# UCLA Stuff



## rockstar (May 10, 2007)

I'm so annoyed right now! So they updated my decision status on the site and I got the acceptance letter. It says that I can access the SIR and SLR after registering for a UCLA longon ID. Well I created a new one, but there's no link the the SIR or SLR. 

Can anybody help?


----------



## Jayimess (May 10, 2007)

I'll have to think back.

When you click through from the letter, it should ask for the log-in stuff.  There should be something that says "Update you decision" or something.  On the same menu is "View Financial Aid stuff."

I could only find that page by clicking through the letter, so keep trying.


----------



## rockstar (May 10, 2007)

Thanks... I emailed them for help and they said that Film and Television might not have sent my dossier to them yet and that's why the link doesn't work or doesn't show up. Also got an email from Cecilia Wilmott telling me it'll probably take awhile for Graduate Studies to send me official notification. 

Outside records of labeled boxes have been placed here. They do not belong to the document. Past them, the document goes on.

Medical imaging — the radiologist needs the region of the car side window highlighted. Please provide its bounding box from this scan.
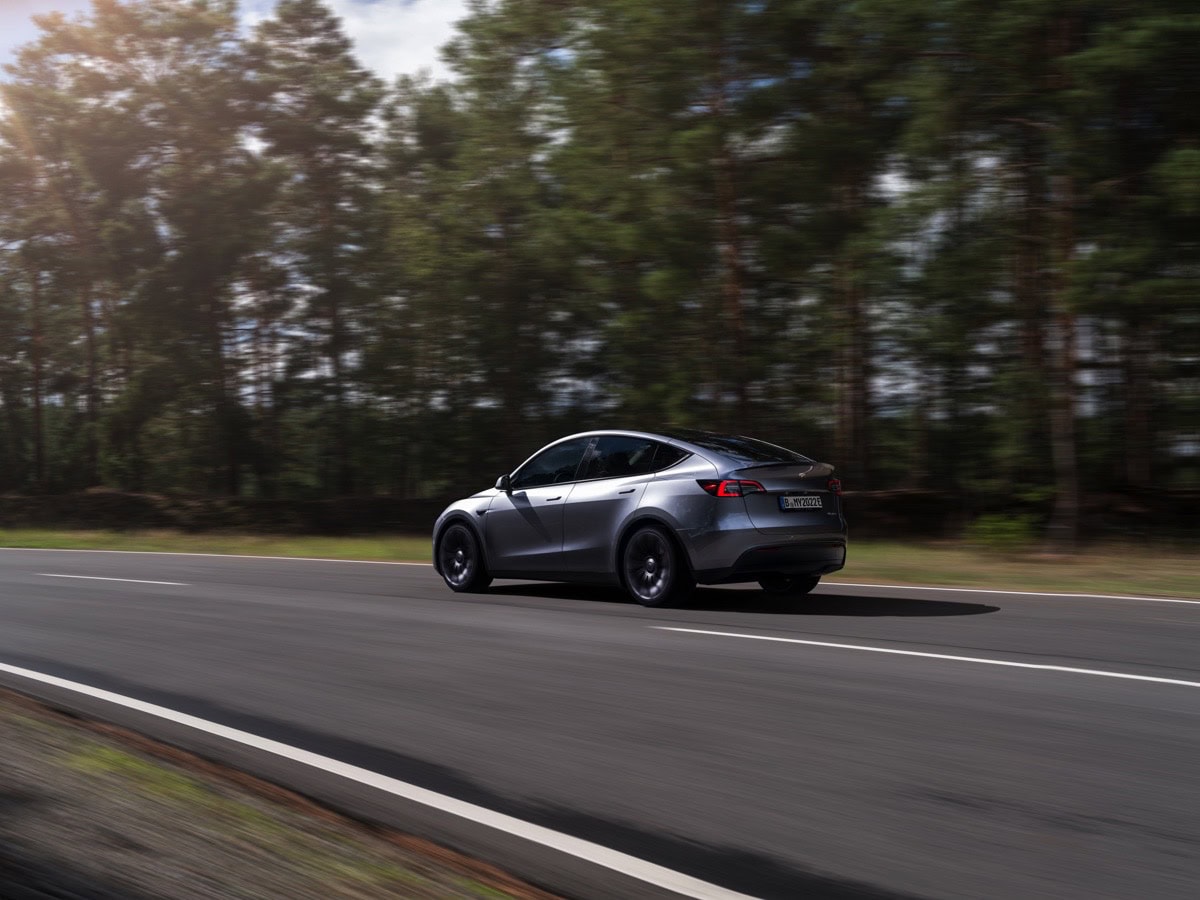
[580,434,655,479]
[650,444,691,472]
[511,438,593,491]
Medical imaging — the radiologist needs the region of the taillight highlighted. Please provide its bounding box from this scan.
[696,480,767,497]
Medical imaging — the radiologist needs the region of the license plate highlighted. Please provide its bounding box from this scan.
[779,494,821,509]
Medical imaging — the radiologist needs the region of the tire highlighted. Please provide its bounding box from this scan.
[438,522,492,594]
[758,575,821,596]
[620,526,696,606]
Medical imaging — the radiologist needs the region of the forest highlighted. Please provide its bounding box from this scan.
[0,0,1200,540]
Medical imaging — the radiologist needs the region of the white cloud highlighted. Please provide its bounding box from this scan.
[326,0,467,80]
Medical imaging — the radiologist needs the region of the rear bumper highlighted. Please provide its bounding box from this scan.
[695,538,846,584]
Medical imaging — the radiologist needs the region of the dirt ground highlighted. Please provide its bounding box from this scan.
[0,691,551,900]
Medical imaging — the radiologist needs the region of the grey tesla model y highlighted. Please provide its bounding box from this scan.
[433,431,846,606]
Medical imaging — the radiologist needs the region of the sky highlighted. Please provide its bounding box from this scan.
[0,0,467,80]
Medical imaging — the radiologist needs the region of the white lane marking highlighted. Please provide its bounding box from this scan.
[38,572,187,588]
[821,581,1200,604]
[650,625,1200,688]
[0,662,752,900]
[0,547,433,566]
[0,547,1200,604]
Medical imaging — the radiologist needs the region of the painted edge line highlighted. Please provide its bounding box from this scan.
[0,547,1200,604]
[37,572,188,588]
[649,625,1200,688]
[821,581,1200,604]
[0,662,752,900]
[0,547,433,566]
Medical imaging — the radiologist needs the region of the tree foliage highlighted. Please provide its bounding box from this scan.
[0,0,1200,540]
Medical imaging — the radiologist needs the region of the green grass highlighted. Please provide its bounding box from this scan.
[0,529,1200,598]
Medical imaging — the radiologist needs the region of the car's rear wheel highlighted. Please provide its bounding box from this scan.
[758,575,821,596]
[438,523,492,593]
[620,526,696,606]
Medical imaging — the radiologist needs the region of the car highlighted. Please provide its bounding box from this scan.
[433,428,846,606]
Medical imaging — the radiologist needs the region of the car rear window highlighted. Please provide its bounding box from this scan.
[672,432,812,464]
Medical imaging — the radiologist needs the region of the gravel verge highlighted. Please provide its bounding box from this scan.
[0,690,561,900]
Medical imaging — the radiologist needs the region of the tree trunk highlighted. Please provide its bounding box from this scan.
[79,283,100,487]
[712,20,749,431]
[30,271,46,492]
[835,243,870,490]
[1050,175,1080,550]
[1124,317,1153,491]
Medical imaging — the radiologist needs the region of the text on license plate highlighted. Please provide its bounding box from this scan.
[779,494,821,509]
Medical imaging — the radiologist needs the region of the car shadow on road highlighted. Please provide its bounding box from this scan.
[488,582,1000,618]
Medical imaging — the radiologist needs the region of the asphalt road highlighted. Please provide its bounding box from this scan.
[0,551,1200,899]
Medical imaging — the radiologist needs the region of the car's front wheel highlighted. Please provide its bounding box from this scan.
[620,526,696,606]
[438,524,492,593]
[758,575,821,596]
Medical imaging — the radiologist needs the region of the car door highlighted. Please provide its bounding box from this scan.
[563,434,656,574]
[484,438,595,576]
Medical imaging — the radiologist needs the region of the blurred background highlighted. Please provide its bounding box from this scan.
[0,0,1200,545]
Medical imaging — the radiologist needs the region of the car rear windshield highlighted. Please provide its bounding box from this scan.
[671,431,812,464]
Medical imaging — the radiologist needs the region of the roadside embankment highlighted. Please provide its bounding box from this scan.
[0,690,550,900]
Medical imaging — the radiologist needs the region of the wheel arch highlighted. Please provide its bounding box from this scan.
[611,511,696,584]
[433,512,491,575]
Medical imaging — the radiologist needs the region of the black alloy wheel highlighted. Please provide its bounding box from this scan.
[438,524,492,593]
[758,575,821,596]
[622,526,695,606]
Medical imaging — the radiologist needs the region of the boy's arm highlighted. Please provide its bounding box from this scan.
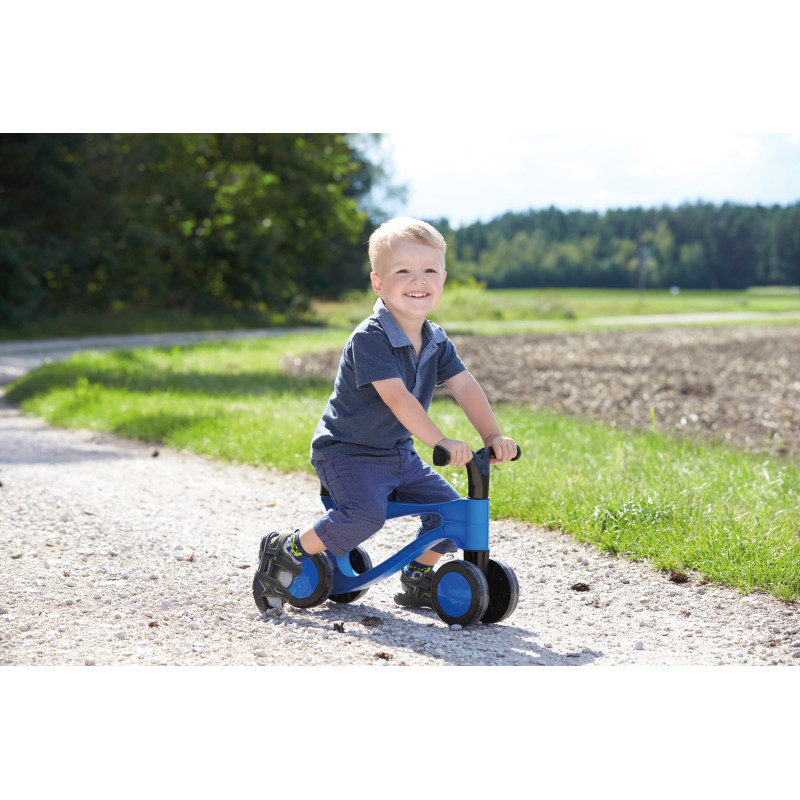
[447,370,517,461]
[372,378,472,467]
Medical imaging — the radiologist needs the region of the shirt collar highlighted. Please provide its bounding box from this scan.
[372,297,446,347]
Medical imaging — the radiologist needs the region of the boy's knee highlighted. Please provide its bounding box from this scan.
[315,510,386,558]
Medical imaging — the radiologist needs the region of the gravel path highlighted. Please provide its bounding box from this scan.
[0,328,800,667]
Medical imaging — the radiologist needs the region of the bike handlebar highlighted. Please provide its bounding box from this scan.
[433,444,522,467]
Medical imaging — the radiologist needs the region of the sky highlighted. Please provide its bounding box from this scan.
[385,130,800,227]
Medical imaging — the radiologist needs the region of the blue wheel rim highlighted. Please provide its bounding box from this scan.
[436,572,472,617]
[292,558,319,600]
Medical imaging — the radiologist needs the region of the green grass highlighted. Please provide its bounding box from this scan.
[311,283,800,334]
[8,331,800,600]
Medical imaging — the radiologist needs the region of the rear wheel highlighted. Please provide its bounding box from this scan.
[481,558,519,623]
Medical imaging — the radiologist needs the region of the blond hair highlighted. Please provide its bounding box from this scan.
[369,217,447,271]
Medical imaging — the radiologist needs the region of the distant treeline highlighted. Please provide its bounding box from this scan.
[0,133,394,326]
[438,203,800,289]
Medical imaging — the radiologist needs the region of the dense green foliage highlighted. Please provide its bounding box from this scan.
[0,133,384,325]
[438,203,800,289]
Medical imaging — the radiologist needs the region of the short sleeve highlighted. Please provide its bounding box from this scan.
[436,339,467,386]
[350,330,403,389]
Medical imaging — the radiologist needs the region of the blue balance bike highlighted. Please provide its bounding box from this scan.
[289,446,521,627]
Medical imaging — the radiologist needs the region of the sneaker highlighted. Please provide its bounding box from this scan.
[394,569,433,608]
[253,532,303,614]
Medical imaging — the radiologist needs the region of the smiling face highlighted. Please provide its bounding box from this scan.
[370,239,447,326]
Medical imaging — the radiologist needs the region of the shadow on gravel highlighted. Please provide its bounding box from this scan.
[0,423,141,464]
[266,602,600,667]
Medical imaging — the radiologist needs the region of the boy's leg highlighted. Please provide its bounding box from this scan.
[253,453,400,612]
[394,453,460,608]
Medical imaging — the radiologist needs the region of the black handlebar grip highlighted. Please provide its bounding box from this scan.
[433,444,450,467]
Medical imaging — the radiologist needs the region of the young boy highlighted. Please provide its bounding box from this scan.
[253,217,517,612]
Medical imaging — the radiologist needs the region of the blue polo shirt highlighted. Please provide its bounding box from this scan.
[311,299,466,461]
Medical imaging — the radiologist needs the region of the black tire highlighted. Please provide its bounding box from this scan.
[431,561,489,628]
[328,545,372,603]
[481,558,519,624]
[288,551,333,608]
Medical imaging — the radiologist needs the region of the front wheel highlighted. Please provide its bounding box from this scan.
[289,551,333,608]
[328,545,372,603]
[431,561,489,627]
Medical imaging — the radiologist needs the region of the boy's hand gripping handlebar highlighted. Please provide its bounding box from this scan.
[433,444,522,500]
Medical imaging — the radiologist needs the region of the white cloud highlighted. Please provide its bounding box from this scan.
[384,131,800,224]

Do you know when school starts officially? I'm researching housing and it would be helpful to know when I need to be down there


----------



## Jayimess (May 10, 2007)

September 24th, sweetie.

I'm leaving Ohio for a cross-country road trip on Aug. 13th so I can get used to the place before school starts though.

I didn't get my letter in the mail for weeks...but I accessed my online stuff pretty quickly.  I don't remember how soon I went to the site.  I'm sure it will be fine.


----------